In your results there are slightly more alignments in Dorado-v0.5.3, which may be due some additional reads crossing the alignment_score threshold now that the (unalignable) adapter sequence is excluded during alignment. The reads which sit very close to the alignment classification threshold are likely to be lower accuracy, which I believe is what is affecting your mismatch rate.
I would expect that taking results only from the reads which align with both v0.4.3/v0.5.3 will show very similar results. Alternatively Dorado provides a --no-trim
parameter which disables this behaviour; although we do not expect this to be necessary for the majority of workflows.
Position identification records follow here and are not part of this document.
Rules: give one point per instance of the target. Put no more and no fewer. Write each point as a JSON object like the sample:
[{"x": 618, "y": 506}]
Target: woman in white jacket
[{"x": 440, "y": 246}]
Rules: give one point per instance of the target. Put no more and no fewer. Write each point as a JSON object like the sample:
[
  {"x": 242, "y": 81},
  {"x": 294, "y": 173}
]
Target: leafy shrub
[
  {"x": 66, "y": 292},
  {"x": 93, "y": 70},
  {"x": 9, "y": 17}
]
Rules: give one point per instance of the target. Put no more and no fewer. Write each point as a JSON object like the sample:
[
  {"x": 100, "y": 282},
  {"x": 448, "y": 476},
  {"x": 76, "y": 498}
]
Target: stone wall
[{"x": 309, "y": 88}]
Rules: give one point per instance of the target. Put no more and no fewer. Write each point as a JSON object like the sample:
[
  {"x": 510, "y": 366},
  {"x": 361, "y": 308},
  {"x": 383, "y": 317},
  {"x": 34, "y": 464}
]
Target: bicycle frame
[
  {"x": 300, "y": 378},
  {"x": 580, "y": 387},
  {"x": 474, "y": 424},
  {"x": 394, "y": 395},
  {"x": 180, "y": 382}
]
NB: although the version names for the models (v4.3.0) and Dorado versions (v0.4.3/v0.5.3) are similar, this is by coincidence and there are no specific optimisations to match similarly named model/ basecaller versions.
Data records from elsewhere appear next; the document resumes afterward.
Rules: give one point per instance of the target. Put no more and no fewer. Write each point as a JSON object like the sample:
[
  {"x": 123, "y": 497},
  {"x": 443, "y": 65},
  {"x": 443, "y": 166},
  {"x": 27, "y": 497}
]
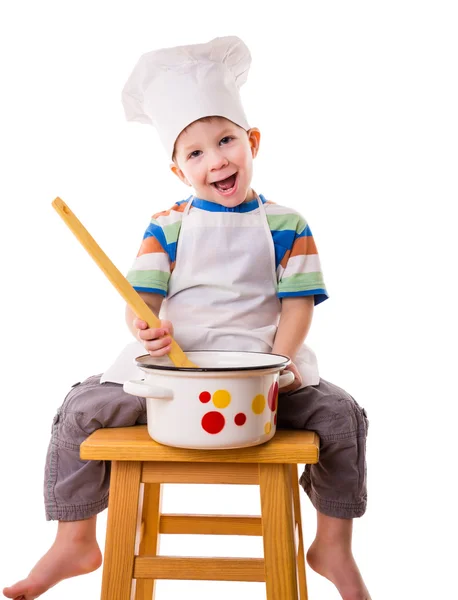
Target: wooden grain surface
[{"x": 134, "y": 443}]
As a continuation of my benchmarking work, I looked into the alignments of the longest reads. Typically, I found that the so-called the "longest" reads (ie >200Kbp) are either a concatenation of many reads (they cannot be structural variations as I am aligning HG002 reads to its T2T genome) or a concatenation of forward and reverse strands of the same read. To measure the "true" read lengths, I only consider the primary and supplementary reads with flags 0,16,2048 or 2064 and use pysam's CIGAR parser to calculate "true" read length by taking the sum of numbers of 'M' and 'I'.
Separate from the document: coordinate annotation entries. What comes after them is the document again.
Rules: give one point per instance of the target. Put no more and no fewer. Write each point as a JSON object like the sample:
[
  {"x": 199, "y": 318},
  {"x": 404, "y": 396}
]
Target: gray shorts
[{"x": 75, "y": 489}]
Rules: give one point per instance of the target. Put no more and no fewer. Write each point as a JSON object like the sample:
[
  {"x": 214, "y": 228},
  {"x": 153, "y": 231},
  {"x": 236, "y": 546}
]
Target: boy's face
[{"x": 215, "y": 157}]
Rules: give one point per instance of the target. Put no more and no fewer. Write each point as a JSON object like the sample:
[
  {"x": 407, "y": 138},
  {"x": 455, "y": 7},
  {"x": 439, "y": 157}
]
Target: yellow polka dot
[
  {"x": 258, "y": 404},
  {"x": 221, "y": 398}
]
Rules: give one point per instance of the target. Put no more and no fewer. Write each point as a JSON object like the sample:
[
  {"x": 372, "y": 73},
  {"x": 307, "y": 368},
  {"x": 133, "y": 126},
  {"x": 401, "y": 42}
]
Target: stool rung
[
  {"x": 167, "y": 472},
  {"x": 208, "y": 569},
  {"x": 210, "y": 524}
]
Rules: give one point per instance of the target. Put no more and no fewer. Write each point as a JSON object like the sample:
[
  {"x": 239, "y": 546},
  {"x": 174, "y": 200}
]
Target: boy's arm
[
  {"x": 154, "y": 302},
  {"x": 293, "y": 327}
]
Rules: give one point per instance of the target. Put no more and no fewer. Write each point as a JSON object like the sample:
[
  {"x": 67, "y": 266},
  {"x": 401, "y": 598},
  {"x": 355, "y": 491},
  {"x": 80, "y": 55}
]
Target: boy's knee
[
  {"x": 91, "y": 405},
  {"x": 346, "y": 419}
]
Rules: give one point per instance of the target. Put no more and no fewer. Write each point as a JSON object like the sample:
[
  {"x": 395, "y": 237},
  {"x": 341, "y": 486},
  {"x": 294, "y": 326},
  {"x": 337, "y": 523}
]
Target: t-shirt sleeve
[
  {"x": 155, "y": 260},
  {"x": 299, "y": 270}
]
Then I get this table for the "true" read lengths and their NA50.
Sample | 0.3.4sup4.2 | 0.4.3sup4.2 | 0.4.3sup4.3 | 0.5.3sup4.2 | 0.5.3sup4.3 |
---|---|---|---|---|---|
Aligned (qs>=10) | 5,652,805 | 6,378,039 | 6,136,224 | 6,338,151 | 6,170,386 |
Unmapped (qs>=10) | 9,951 | 11,207 | 10,923 | 11,266 | 10,961 |
Pri/Supp Aln bases (qs>=10) | 127,634,045,864 | 127,537,722,176 | 127,366,784,651 | 127,544,077,062 | 127,405,621,809 |
Pri/Supp reads (qs>=10) | 6,668,152 | 6,654,021 | 6,505,974 | 6,654,067 | 6,505,957 |
Avg Length (qs>=10) | 19,140.84 | 19,167.02 | 19,576.90 | 19,167.84 | 19,582.92 |
Longest Aligned Read (qs>=10) | 122,807 | 112,117 | 122,886 | 112,110 | 112,153 |
NA50 (qs>=10) | 27,839 | 27,838 | 27,906 | 27,840 | 27,914 |
LA50 (qs>=10) | 1,927,543 | 1,926,461 | 1,920,442 | 1,926,442 | 1,920,626 |
Aligned (qs<10) | 374,496 | 384,302 | 544,008 | 383,422 | 543,983 |
Unmapped (qs<10) | 61,397 | 64,963 | 65,570 | 64,971 | 67,181 |
Pri/Supp Aln bases (qs<10) | 7,437,748,683 | 7,498,638,603 | 7,958,129,983 | 7,503,655,339 | 7,961,015,204 |
Pri/Supp reads (qs<10) | 460,428 | 470,660 | 632,768 | 470,556 | 633,305 |
Avg Length (qs<10) | 16,153.99 | 15,932.18 | 12,576.69 | 15,946.36 | 12,570.59 |
Longest Aligned Read (qs<10) | 93,575 | 93,523 | 94,235 | 93,587 | 94,171 |
NA50 (qs<10) | 26,202 | 26,169 | 25,019 | 26,176 | 25,020 |
LA50 (qs<10) | 118,454 | 119,521 | 130,134 | 119,587 | 130,162 |
Since I consider each supplementary read as a different read, so the total number of reads is more than before. We can see number of reads jumped significantly for 0.3.4. Most likely due to no or lack of read splitting. On the other hand, 4.3.0 model has a bigger jump than 4.2.0 model, so perhaps read splitting for 4.3.0 model is not as optimized as 4.2.0 model?
Interestingly, average "true" read length is ~2.2% longer for 4.3.0 model than 4.2.0 model for reads with qs>=10. However, NA50 seems to be the same for all five cases. On the other hand, for qs<10, 4.3.0 models are shorter than 4.2.0 models for both average "true" read length and NA50.
So the conclusion of all these exercises is that 4.3.0 model is better than 4.2.0 model. However, 0.4.3 dorado seems to have an slight edge over 0.5.3.